This project implements feasible rounding approaches combined with branch-and-bound search outlined in this paper Feasible rounding approaches and diving strategies in branch-and-bound methods for mixed-integer optimization. It makes use of so-called inner parallel sets (IPS) of the original feasible set to guarantee feasibility of roundings.
This project is a prototype of objective-IPS-diving and feasibility-IPS-diving that can be applied to Pyomo models. It is mainly intended for researchers to experiment and compare computational results on their MICP instances and to enable an easy reproducibility of the computational results of the above article.
The method has been tested under Matlab R2020a. For solving the sub-LPs it uses Gurobi as LP-solver which needs to be installed.
You can run the test
testscripts/runTests
to see if the method is running correctly.
The following runs the diving method on Example 4.1 from the above article.
params.mode = 'MC'; %Can be 'MC'(max constraints - greedy) or 'RA'(random)
params.maxIter = 30;
%Model from Example 4.1.
model.obj = [-1;0;-3];
model.A = sparse([1,1,2;-2,-2,1]);
model.lb = transpose(repelem(0,3));
model.ub = transpose(repelem(2,3));
model.rhs = [3;-1];
model.vtype = repelem('I',3);
model.sense = transpose(repelem('<',2));
%FRA_diving_heuristic first executes feasibility diving and, after arriving
%at a granular node, optimality diving.
resultsDiving = FRA_diving_heuristic(model, params);
fprintf('depth of the first granular node is %i \n',resultsDiving.depth0)

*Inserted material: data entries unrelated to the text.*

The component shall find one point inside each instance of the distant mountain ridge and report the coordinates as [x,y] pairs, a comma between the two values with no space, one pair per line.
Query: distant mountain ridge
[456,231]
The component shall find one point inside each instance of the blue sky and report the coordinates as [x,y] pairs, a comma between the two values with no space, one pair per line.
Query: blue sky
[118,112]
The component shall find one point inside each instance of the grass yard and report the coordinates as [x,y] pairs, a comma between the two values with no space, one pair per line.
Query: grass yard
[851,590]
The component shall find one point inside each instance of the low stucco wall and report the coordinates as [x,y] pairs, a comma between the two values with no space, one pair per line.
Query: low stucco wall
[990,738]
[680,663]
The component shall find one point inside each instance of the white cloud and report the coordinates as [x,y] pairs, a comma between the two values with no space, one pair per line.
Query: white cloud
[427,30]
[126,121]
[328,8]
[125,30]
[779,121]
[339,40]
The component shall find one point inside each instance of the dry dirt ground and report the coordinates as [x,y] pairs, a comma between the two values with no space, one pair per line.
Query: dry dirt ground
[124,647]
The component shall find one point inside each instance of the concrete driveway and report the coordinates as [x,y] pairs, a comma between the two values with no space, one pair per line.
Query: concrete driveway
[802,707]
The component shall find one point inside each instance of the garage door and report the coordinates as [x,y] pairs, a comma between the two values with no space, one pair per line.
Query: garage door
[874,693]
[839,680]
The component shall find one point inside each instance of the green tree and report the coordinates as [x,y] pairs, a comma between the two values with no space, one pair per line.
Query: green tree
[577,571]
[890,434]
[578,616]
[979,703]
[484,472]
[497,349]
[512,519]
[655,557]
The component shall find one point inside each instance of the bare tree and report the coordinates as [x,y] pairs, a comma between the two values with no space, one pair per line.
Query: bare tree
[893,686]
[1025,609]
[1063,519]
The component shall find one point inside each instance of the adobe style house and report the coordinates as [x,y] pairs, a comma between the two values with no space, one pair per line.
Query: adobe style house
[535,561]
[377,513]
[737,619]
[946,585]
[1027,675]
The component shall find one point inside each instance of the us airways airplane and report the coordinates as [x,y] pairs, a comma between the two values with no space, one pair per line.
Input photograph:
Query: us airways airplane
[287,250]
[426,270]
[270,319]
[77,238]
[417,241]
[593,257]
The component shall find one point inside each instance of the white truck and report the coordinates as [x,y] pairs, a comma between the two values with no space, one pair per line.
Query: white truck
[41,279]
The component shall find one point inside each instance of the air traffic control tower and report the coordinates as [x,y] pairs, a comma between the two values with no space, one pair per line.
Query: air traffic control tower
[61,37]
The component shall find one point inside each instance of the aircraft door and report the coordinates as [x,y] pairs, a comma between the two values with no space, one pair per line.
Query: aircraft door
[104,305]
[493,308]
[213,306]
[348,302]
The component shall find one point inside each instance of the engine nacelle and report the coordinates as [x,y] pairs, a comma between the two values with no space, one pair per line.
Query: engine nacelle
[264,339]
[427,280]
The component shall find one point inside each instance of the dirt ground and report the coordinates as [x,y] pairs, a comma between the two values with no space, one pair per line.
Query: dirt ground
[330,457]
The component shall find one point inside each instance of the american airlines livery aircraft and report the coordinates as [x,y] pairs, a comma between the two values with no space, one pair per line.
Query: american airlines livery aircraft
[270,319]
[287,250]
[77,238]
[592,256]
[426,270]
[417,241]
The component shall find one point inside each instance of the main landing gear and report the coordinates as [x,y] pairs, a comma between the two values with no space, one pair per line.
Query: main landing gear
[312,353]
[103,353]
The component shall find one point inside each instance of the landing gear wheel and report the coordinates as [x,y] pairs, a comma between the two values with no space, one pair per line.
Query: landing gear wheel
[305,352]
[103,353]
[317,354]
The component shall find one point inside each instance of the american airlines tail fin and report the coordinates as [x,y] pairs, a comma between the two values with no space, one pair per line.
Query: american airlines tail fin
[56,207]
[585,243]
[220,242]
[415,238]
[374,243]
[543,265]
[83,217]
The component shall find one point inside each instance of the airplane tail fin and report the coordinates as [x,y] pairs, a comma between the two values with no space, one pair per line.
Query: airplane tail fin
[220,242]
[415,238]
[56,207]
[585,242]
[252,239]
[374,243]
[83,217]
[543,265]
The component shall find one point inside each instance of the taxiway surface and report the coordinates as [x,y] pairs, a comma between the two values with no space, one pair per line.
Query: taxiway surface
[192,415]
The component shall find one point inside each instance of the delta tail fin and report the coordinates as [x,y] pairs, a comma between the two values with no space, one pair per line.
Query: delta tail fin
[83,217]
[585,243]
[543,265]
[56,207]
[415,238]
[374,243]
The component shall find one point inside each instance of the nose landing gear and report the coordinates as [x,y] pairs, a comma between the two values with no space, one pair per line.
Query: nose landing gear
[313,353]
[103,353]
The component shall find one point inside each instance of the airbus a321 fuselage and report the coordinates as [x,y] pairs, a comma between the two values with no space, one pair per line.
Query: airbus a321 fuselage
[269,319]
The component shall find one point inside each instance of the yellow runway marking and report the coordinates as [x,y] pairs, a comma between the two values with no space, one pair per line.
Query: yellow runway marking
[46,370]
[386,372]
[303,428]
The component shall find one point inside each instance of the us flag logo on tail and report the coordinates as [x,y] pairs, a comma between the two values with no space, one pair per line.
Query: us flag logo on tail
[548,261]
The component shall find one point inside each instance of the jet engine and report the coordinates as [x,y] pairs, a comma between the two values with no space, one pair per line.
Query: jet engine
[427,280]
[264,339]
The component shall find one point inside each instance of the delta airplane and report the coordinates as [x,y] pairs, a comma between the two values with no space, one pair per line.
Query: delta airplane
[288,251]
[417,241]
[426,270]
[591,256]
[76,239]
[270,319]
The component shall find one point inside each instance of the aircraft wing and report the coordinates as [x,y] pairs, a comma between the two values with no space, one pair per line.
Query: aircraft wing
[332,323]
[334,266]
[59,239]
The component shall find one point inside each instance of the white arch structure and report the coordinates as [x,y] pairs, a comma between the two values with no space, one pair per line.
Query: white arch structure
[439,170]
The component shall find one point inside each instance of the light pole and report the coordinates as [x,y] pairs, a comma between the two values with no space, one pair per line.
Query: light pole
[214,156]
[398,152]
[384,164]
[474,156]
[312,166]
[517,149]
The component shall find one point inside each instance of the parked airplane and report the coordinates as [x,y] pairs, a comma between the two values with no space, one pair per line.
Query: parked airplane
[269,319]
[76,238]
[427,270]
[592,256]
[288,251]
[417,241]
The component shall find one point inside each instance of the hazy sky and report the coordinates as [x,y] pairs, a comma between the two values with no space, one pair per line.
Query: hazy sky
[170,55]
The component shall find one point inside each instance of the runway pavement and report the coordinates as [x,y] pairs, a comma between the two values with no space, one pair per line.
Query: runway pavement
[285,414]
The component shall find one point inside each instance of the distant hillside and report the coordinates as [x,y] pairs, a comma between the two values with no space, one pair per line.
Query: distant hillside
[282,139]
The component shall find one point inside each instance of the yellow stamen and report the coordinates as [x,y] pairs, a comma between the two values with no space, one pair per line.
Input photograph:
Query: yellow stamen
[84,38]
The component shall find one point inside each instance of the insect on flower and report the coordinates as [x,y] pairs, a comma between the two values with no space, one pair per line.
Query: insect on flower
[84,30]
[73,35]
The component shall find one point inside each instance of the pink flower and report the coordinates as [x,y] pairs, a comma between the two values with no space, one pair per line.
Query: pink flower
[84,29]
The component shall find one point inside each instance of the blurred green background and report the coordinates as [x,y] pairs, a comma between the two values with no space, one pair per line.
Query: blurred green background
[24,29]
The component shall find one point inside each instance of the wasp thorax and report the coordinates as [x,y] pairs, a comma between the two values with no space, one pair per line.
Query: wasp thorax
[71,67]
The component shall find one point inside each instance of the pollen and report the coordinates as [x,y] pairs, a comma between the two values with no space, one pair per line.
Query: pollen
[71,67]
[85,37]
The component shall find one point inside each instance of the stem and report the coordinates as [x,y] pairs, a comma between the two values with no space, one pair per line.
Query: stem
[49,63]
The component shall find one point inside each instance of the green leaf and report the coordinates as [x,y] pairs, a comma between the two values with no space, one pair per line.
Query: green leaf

fprintf('point found by diving is: ')
resultsDiving.xy
fprintf('objective value of the feasible point is %i \n',resultsDiving.objVal)
which returns:
Running Feasibility diving
Diving successful at depth 0
Running Optimality diving
Optimality Diving from root node.
Updating v_check from Inf to -2.00 at depth 0
depth of the first granular node is 0
point found by diving is:
ans =
2
0
0
objective value of the feasible point is -2
This example is contained in the script exampleDiving.m
.
The computational experiments from Section 5.2 in Feasible rounding approaches and diving strategies in branch-and-bound methods for mixed-integer optimization may be reproduced by running the scripts
runDivingOnMIPLIBInstances.m
These scripts needs a path to stored MIPLIB-instances which can be downloaded at this website.
The folder resultAnalysisPython
contains an excel file of the results along with a jupyter notebook where the analysis of the paper is done.